Нина берет чашку с кофе, подносит ко рту, но рука замирает где-то в конце второй трети маршрута, и чашка возвращается на стол.

— Вот если сейчас на улице появится… ну я не знаю, к примеру, единорог, вот, да, белый единорог, пройдет по тротуару мимо этого кафе, ты как хочешь, а я не стану верещать или, там, просить, чтобы ты меня ущипнул, да я вообще бровью не поведу, потому что в мою картину мира единорог вполне укладывается. Совершенно не противоречит моим представлениям о возможном. Мало ли что я раньше никогда не видела единорогов, так я и пингвинов не видела — своими глазами, я имею в виду, по телевизору не считается, там еще и не такую херню показывают, так что не доказательство — но мы же не ставим вопрос, верю ли я в пингвинов.

— Ну вот, кстати, пингвин — это было бы ничего, — смеюсь. — Вопрос не в том, веришь ты в пингвинов или нет. Все дело в неуместности. Пингвин в нашем городе, на этой улице, в это время суток — такое же немыслимое событие, как единорог.

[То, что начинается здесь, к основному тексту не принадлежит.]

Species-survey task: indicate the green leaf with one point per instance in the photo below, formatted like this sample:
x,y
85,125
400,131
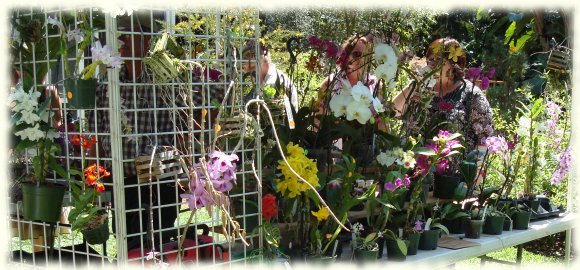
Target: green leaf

— Да ну, — отмахивается. — Почему немыслимое? Вполне себе мыслимое, маловероятное просто, но в мою картину мира все это вполне укладывается и в чью-нибудь еще — тоже, а в чью-то, например в твою, — нет, я только это и хотела сказать. — И, помолчав, добавляет: — А вот если он сейчас мне все-таки позвонит, ты, ясно, и бровью не поведешь, скажешь: «Ну вот видишь», — а зато я… ну, не знаю даже что. В обморок, наверное, все-таки не упаду, я в него еще ни разу в жизни не падала, но сердце точно остановится, и хорошо, если не прыгнет в горло, а то ведь подавиться можно и умереть… Да ладно, все равно я тогда с ума сойду даже быстрее, чем подавлюсь. Потому что если он вот сейчас позвонит, моя картина мира точно рухнет. И черт бы с ней, пакостная она у меня какая-то в последнее время.